Feeling unpretty because your physical appearance is not in line with society’s beauty standards is not nice but it gets worse when in almost every space you enter, you get overlooked and have particularly pretty girls and boys be the first to be selected for opportunities solely because they appear to be pretty and you are considered not pretty.

I once got a job opportunity for an admin position in Midrand, back in 2018, after a successful interview by two white men who co owned the company with a certain black man. Everything was being set up for me to start working next day, including work email, my computer desk and those two white men began showing me around the property.

Next day I started working, one young lady who looked my age, pulled up in an orange Kia Picanto, a little tall, big eyes, sharp small nose, brown skinned, wearing a long Brazillian weave, make up on, lashes and eyebrows on fleeck, with a mini black dress on and she looked absolutely gorgeous. She came into the office, one of the bosses, the black man took her to his office, then called in the other two co owners, the white men… After like 30 minutes, one of the white men who interviewed me and was very impressed during the interview, pulled me to the side and told me that he had bad news for me, ofcourse the bad news was that their business partner, who was the black man, had decided to hire the other lady instead of me and I didn’t bother to ask why, I felt so heartbroken and left… That experience stuck with me, although I didn’t let it weigh me down because soon after that I went on to land two jobs, one in telesales and one as a freelance writer for a popular magazine at the time. But till this day, I reference that incident as a perfect example of “Pretty privilege”.
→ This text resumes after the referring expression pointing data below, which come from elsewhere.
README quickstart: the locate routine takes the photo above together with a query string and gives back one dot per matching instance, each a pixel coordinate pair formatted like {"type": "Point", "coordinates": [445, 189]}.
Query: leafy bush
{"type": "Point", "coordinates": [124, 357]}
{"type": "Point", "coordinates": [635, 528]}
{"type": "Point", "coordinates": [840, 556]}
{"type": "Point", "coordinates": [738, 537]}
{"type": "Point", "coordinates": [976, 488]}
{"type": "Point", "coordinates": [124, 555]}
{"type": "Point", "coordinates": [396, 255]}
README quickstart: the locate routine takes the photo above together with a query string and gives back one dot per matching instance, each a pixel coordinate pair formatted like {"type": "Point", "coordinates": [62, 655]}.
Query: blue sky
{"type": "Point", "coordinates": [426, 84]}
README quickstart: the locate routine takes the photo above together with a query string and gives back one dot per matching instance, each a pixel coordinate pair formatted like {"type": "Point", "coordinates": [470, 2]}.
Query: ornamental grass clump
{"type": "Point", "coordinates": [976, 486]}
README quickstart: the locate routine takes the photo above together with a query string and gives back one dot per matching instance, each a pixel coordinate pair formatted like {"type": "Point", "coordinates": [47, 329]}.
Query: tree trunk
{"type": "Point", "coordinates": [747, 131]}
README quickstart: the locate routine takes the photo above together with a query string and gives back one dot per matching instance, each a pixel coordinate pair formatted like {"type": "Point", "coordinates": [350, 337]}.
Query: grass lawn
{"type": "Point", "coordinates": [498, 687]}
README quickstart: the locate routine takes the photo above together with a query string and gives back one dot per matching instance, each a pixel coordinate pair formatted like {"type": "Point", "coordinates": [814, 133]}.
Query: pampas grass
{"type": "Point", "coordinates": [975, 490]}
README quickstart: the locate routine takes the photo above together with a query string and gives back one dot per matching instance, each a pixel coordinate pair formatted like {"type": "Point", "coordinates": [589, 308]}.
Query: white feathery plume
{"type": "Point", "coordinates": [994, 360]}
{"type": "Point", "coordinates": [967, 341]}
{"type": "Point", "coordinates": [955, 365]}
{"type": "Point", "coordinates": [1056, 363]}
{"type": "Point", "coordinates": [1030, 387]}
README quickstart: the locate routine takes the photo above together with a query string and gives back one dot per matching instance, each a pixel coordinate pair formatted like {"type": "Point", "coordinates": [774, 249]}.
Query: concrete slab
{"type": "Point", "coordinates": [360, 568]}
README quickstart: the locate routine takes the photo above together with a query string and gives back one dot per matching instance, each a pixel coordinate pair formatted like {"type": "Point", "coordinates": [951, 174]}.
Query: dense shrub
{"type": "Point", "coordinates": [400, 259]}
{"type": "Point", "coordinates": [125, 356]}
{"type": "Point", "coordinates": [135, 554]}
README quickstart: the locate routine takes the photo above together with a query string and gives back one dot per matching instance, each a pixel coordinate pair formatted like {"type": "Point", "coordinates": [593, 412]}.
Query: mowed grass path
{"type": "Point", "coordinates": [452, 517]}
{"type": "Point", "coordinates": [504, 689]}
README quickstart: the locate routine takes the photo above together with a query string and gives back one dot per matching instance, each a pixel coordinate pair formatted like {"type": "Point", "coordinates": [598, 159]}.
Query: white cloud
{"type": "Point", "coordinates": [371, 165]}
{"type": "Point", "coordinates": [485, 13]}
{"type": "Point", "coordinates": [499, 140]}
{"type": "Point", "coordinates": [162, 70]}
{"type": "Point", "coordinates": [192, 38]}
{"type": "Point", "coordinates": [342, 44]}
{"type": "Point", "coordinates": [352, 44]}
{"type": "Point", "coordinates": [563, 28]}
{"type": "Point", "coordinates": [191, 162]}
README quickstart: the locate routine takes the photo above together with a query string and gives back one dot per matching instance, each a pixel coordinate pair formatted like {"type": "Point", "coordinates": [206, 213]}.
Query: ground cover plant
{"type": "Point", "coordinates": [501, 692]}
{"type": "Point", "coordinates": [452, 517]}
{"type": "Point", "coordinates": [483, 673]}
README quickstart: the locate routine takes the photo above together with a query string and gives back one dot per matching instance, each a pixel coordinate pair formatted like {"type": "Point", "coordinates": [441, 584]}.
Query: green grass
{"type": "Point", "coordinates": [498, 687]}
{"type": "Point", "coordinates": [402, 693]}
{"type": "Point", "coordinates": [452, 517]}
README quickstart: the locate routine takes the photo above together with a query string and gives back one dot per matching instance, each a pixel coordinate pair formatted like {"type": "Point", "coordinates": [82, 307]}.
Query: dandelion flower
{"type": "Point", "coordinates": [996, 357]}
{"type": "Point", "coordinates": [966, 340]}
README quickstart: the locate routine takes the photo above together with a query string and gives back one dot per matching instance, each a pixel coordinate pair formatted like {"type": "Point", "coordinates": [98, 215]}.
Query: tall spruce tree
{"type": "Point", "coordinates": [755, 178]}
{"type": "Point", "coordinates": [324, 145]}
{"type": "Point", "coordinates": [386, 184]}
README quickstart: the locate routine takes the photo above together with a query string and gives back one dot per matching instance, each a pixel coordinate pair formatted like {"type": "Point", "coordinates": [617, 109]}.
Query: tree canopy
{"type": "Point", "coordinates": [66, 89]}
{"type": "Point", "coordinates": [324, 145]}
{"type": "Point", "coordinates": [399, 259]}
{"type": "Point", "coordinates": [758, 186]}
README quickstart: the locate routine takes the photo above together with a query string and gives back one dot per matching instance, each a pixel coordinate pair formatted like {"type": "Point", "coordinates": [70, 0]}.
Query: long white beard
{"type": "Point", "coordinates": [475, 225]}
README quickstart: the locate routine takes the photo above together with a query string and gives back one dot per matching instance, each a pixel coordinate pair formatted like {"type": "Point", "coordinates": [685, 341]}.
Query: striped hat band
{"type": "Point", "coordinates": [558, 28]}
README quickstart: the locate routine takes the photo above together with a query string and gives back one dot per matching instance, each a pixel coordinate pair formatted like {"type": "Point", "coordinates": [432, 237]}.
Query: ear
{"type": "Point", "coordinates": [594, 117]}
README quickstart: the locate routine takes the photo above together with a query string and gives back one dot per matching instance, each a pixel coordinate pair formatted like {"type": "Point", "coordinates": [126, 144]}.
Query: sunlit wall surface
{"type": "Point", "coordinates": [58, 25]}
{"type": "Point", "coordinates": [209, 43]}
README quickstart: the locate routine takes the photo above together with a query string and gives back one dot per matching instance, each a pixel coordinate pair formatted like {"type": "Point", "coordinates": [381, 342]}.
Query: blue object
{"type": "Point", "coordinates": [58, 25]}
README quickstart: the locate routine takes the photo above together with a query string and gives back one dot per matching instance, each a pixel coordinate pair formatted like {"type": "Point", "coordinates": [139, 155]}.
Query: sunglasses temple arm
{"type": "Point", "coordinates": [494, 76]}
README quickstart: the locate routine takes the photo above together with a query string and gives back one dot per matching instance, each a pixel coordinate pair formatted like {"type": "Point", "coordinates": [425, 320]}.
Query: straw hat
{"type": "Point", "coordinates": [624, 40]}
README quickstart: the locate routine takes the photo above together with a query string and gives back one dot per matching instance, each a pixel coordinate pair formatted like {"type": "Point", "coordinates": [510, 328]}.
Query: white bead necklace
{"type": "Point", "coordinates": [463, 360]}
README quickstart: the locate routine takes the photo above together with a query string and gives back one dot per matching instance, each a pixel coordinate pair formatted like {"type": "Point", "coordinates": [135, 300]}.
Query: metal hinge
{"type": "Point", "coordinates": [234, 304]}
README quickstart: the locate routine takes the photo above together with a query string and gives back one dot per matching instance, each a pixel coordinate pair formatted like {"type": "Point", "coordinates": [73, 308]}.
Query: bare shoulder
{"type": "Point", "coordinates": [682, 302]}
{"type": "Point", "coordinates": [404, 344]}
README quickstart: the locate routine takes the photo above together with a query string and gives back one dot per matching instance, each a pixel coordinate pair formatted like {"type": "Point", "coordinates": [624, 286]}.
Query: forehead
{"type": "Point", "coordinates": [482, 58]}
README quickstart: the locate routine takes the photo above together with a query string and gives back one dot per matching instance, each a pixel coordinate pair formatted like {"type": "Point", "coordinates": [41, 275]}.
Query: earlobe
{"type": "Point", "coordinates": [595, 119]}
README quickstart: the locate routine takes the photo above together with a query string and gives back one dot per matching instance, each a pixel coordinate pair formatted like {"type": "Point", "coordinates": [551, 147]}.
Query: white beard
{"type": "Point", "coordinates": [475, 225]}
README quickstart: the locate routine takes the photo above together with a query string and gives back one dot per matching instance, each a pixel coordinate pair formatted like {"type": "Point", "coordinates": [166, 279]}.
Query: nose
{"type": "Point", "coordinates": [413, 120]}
The painful part about pretty privilege is that many girls/women are taking extreme measures to overcome this phenomenon by bleaching their skin because in society another monster called colorism has a huge impact equivalent to pretty privilege, some do facial and body surgeries just to fit the beauty standards of society to avoid missing out on opportunities, be it dating, marriage, business or job opportunities.
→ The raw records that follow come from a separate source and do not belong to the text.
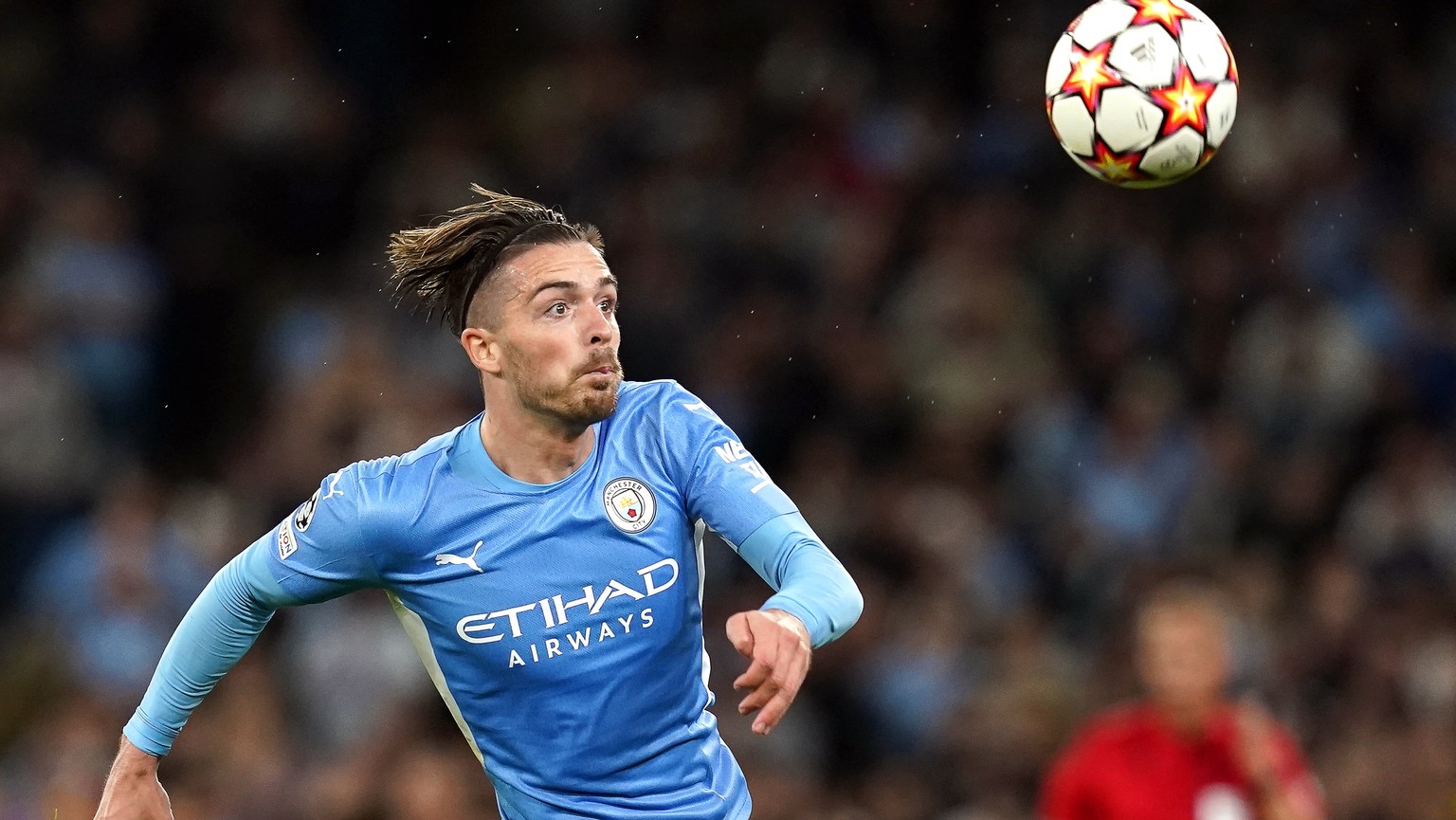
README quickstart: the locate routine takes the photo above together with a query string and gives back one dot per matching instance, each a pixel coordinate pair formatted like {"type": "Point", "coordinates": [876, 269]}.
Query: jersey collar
{"type": "Point", "coordinates": [470, 462]}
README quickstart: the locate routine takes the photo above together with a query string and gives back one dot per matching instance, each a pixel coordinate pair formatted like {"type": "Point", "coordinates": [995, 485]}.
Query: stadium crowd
{"type": "Point", "coordinates": [1007, 395]}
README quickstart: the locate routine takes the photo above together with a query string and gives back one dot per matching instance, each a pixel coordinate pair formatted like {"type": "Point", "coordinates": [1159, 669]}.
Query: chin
{"type": "Point", "coordinates": [595, 405]}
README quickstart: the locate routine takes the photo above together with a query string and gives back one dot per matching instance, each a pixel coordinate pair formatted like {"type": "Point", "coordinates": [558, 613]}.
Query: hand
{"type": "Point", "coordinates": [133, 792]}
{"type": "Point", "coordinates": [779, 647]}
{"type": "Point", "coordinates": [1255, 741]}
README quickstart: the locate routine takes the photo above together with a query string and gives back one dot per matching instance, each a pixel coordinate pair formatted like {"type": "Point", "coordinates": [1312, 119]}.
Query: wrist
{"type": "Point", "coordinates": [791, 621]}
{"type": "Point", "coordinates": [133, 760]}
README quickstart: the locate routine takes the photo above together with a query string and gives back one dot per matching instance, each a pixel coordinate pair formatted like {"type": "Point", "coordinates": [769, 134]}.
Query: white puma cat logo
{"type": "Point", "coordinates": [466, 559]}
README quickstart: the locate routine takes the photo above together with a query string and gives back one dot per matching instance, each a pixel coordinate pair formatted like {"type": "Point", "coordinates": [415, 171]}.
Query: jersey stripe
{"type": "Point", "coordinates": [420, 637]}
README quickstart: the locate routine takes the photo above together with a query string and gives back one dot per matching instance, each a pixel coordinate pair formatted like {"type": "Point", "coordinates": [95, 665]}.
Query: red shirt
{"type": "Point", "coordinates": [1129, 763]}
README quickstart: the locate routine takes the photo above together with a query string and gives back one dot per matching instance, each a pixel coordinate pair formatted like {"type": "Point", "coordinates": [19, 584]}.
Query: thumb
{"type": "Point", "coordinates": [740, 634]}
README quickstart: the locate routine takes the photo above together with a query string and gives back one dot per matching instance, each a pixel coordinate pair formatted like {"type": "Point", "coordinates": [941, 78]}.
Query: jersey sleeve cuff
{"type": "Point", "coordinates": [819, 634]}
{"type": "Point", "coordinates": [147, 736]}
Some of us who are not pretty privileged have to work extra hard to stand out in a room full of pretty privileged people, people who are automatically liked only because they are pretty.

Some of us have to put extra effort and prove ourselves in everything, we have to prove our worth a million times in a million ways in order to be considered sociable at most times. We have to display how good of a person we are and play extra nice for people to find us likable, hence the term “ngithanda umoya wakhe” referring to a non pretty privilege person when others justify why they like people like us.

But ke, we soldier on because God doesn’t judge us based on how we look but based on the contents of our characters.